Er hatte dort bei Podiumsdiskussionen, Vorträgen und in unterhaltsamen Pausen die Gelegenheit, mit Nobelpreisträgern ins Gespräch zu kommen. „Obwohl es eine Riesentagung war, ging es sehr zwanglos und familiär zu. Die Atmosphäre war von Bildung geprägt, die Suche nach Erkenntnis stand im Zentrum“, berichtet Fieber. Und das auch in entspannten Kaffeerunden, denn die meisten Heroen der Forschung parlierten gerne. Der Ingolstädter unterhielt sich etwa mit dem Amerikaner Martin Chalfie (Nobelpreis 2008 für seine Erkenntnisse über das Gen des grün fluoreszierenden Proteins). „Auf diesem Gebiet habe ich für meine Abschlussarbeit geforscht“, erzählt Fieber. Das Gespräch war entsprechend gehaltvoll. Mit Gerhard Ertl (Nobelpreis 2007 für Studien über chemische Prozesse auf Festkörpern) sprach er über dessen Weg zum Nobelpreis samt allen Widrigkeiten.
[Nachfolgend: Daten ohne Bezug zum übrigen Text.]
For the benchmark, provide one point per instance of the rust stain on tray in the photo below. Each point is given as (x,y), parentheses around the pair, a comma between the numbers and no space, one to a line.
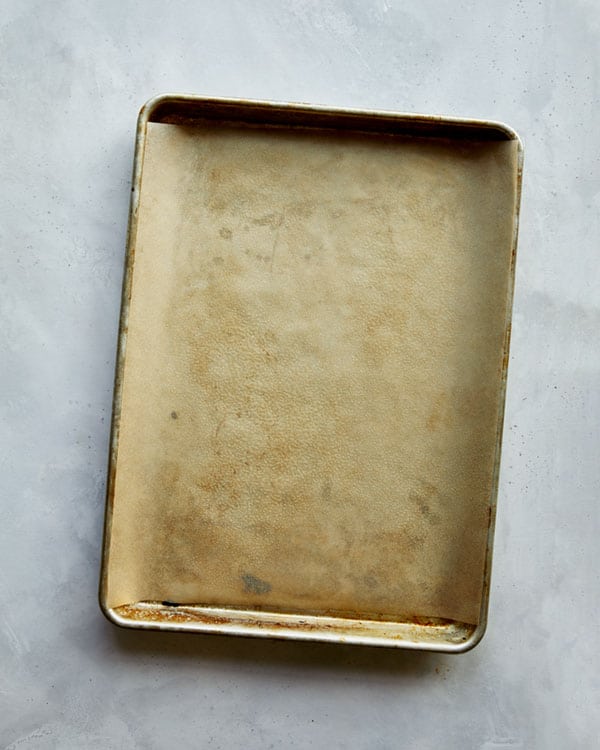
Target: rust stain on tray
(305,419)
Mit Dan Shechtman (Nobelpreis 2011 für Entdeckungen auf dem Feld der quasiperiodischen Kristalle) erörterte Fieber die Frage, wie sich das Interesse an den Naturwissenschaften am besten in der Schule vermitteln lässt – „eines der Hauptthemen der Tagung“, sagt der Lehrer des Katharinen-Gymnasiums. „Was ich besonders aus den Gesprächen mitgenommen habe, ist die Grundeinstellung zur Wissenschaft, die darauf basiert, dass man nie zu schnell aufhören darf, sich Fragen zu stellen, nur weil man nicht sofort eine Antwort findet, und dass man an diesen Fragen festhalten muss, auch wenn man Gegenwind spürt.“

Ein Vortrag hat ihn dabei besonders fasziniert: Harold Kroto (Nobelpreis 1996) stellte dem Auditorium die Frage: „Wer von Ihnen glaubt, dass sich die Erde um die Sonne dreht“ – „Da gingen natürlich alle Hände nach oben“, erzählt Fieber. „Bis auf die der Zuhörer, die irritiert waren.“ Als nächstes fragte der Gelehrte: „Und wer von Ihnen kann mir beweisen, dass das so ist“ – da gingen alle Hände schnell wieder nach unten. Mit diesem wissenschaftsphilosophischen Ansatz führte Kroto sein Publikum an die These heran, „dass die blinde Gläubigkeit an Autoritäten mit dem Aberglauben des Mittelalters zu vergleichen sei“, erzählt Fieber. „Denn wenn ich nicht weiß, warum etwas so ist, wieso mache ich es dann zu meiner eigenen Meinung“

Auch über diesen Lehrsatz eines Nobelpreisträgers wird sich Fieber sicher einmal mit seinen Schülern unterhalten.